1. Introduction
David Lynch was eighteen years old when Mary Poppins (Robert Stevenson, 1964) was released. Of course, he was no longer a child, but he was a teenager with a marked artistic inclination who would end up directing his first experimental short film a few years later, Six Men Getting Sick (Six Times) (David Lynch, 1967). That famous musical fantasy film had to produce a considerable impact on the future director, as can be seen from the reflection that said film will have at a given moment in his cinematographic work, as we will see in the textual analysis of Blue Velvet (David Lynch, 1986) that is presented in this article.
The film produced by Walt Disney, based on the series of novels of the same name by Pamela Lyndon Travers, with music by the Sherman brothers and starring Julie Andrews, enjoyed enormous success in its time. In addition to being the highest grossing film of the year, it was nominated for thirteen Oscars, collecting five statuettes, and has been considered by many the culmination of Walt Disney’s career. Mary Poppins is, on the other hand, a magnificent example of the highly stylized –and some would say stagnant– film produced in the Hollywood of the era that preceded the so-called New Hollywood. The story of the magical nanny –kind and compassionate, just as her charges, Jane and Michael Banks, had wished– remits to a sweetened universe of childhood innocence that is wonderful, endearing, and somewhat artificial at the same time.
Obviously, the register of David Lynch’s fourth feature film, a neo-noir thriller titled Blue Velvet, is quite different. Of the two generic labels used to define this film, the first refers to the English expression thrill, which could be translated as emotion, shudder or shock before an impressive stimulus. As Martin Rubin has explained, «the thriller seeks to arouse fear, suspense, excitement, vertigo and movement. In other words, it emphasizes the visceral, the primary, instead of more sensitive or cerebral aspects such as tragedy, grief, compassion, love or nostalgia» (2000, p. 14). This same author specifies that the thriller, more than a genre in itself, «can be conceptualized as a “metagenere” that encompasses other genres under its cloak and as a band in the spectrum that colors each of those particular genres» (2000, p. 12). For its part, the neo-noir label refers to an updated recreation of the universe of the classic genre known as film noir—or film noir—characterized, among other aspects, by narrating crime stories that take place in environments dominated by corruption, cynicism and violence. As Mark Conard has defined:
The term neo-noir describes any film after the classic film noir period that contains film noir themes and sensibility. […] It is very possible that these later films are not shot in black and white and that they do not contain the play of light and shadow that their classic precursors possessed. However, they contain the same alienation, pessimism, moral ambivalence and disorientation (2007, p. 2).
Blue Velvet is a film that has influenced the cinema of the post-classical period like few others. Among other things, this film redefined from already fully postmodern coordinates the mannerist-inspired thriller that Alfred Hitchcock had popularized at the end of the 50s and of which he had been the undisputed master.
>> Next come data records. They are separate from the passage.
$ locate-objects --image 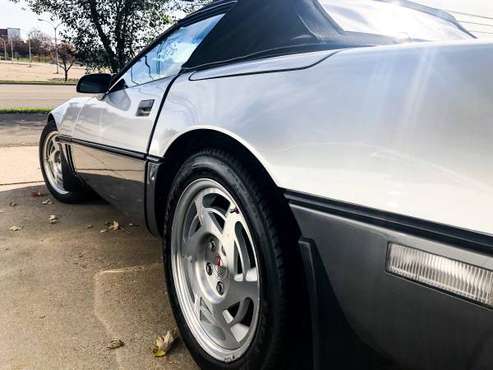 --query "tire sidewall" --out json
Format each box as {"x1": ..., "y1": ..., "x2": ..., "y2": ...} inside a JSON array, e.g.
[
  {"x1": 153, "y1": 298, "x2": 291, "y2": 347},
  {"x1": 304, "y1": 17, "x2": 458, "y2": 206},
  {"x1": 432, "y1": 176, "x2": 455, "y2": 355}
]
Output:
[
  {"x1": 39, "y1": 119, "x2": 89, "y2": 204},
  {"x1": 163, "y1": 154, "x2": 281, "y2": 369}
]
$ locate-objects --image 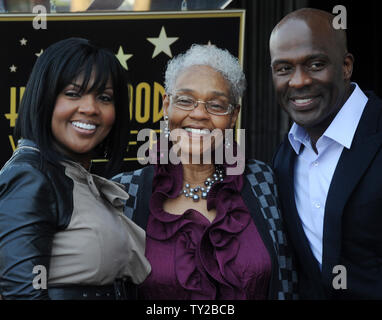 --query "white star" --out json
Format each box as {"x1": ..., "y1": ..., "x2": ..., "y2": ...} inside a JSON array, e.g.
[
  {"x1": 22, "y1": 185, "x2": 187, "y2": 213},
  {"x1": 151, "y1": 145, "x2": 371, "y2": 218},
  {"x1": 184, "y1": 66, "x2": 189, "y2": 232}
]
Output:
[
  {"x1": 147, "y1": 26, "x2": 179, "y2": 58},
  {"x1": 35, "y1": 49, "x2": 44, "y2": 57},
  {"x1": 115, "y1": 46, "x2": 133, "y2": 70}
]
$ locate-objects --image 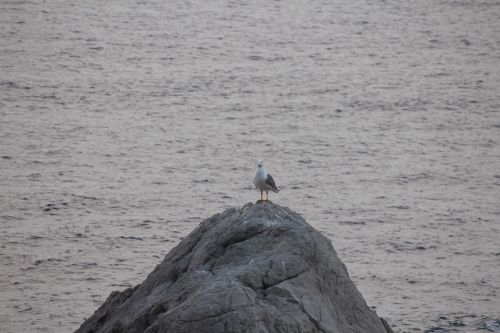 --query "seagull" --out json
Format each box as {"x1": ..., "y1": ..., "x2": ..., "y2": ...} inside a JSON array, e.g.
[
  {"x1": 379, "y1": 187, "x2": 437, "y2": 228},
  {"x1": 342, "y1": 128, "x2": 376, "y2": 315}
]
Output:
[{"x1": 253, "y1": 161, "x2": 279, "y2": 201}]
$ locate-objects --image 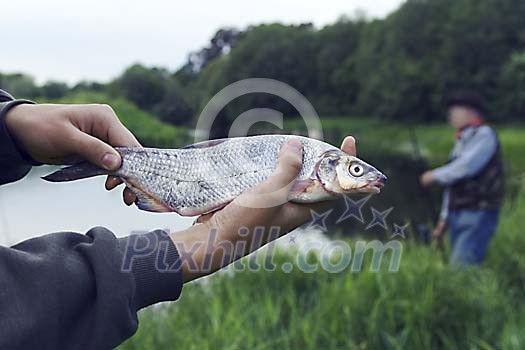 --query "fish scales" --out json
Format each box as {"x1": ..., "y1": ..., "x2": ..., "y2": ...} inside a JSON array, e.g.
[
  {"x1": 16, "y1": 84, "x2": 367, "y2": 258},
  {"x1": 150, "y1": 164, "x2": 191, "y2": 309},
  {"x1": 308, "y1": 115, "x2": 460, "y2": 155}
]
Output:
[
  {"x1": 116, "y1": 135, "x2": 333, "y2": 212},
  {"x1": 44, "y1": 135, "x2": 386, "y2": 216}
]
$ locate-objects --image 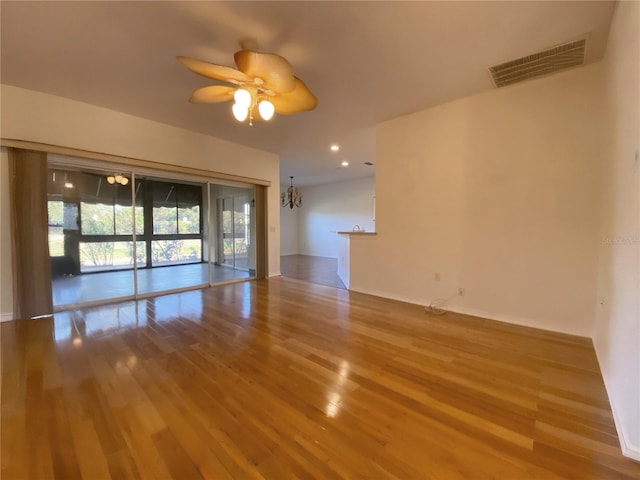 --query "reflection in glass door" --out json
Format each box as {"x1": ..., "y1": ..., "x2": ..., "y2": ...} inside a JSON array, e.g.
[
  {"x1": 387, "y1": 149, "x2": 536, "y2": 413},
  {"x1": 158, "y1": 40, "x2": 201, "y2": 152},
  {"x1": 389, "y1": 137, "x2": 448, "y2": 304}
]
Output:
[
  {"x1": 47, "y1": 168, "x2": 136, "y2": 308},
  {"x1": 47, "y1": 162, "x2": 262, "y2": 311},
  {"x1": 211, "y1": 185, "x2": 256, "y2": 283}
]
At the same time, this fiction written and directed by Lynch laid some of the aesthetic and thematic foundations of the cinema that was to be made in the following two decades at least. The mark left by Blue Velvet can be verified, for example, when observing that an institution such as the American Film Institute (AFI) considers it one of the ten best American films of all time in the mystery genre, a category that in this case includes the thriller (AFI, 2008). Or that the British Film Institute (BFI) and its prestigious magazine Sight and Sound –both in the survey carried out among critics, documentary filmmakers, and academics, as well as in the one carried out exclusively among film directors– place this film among the hundred best in history (BFI, 2022).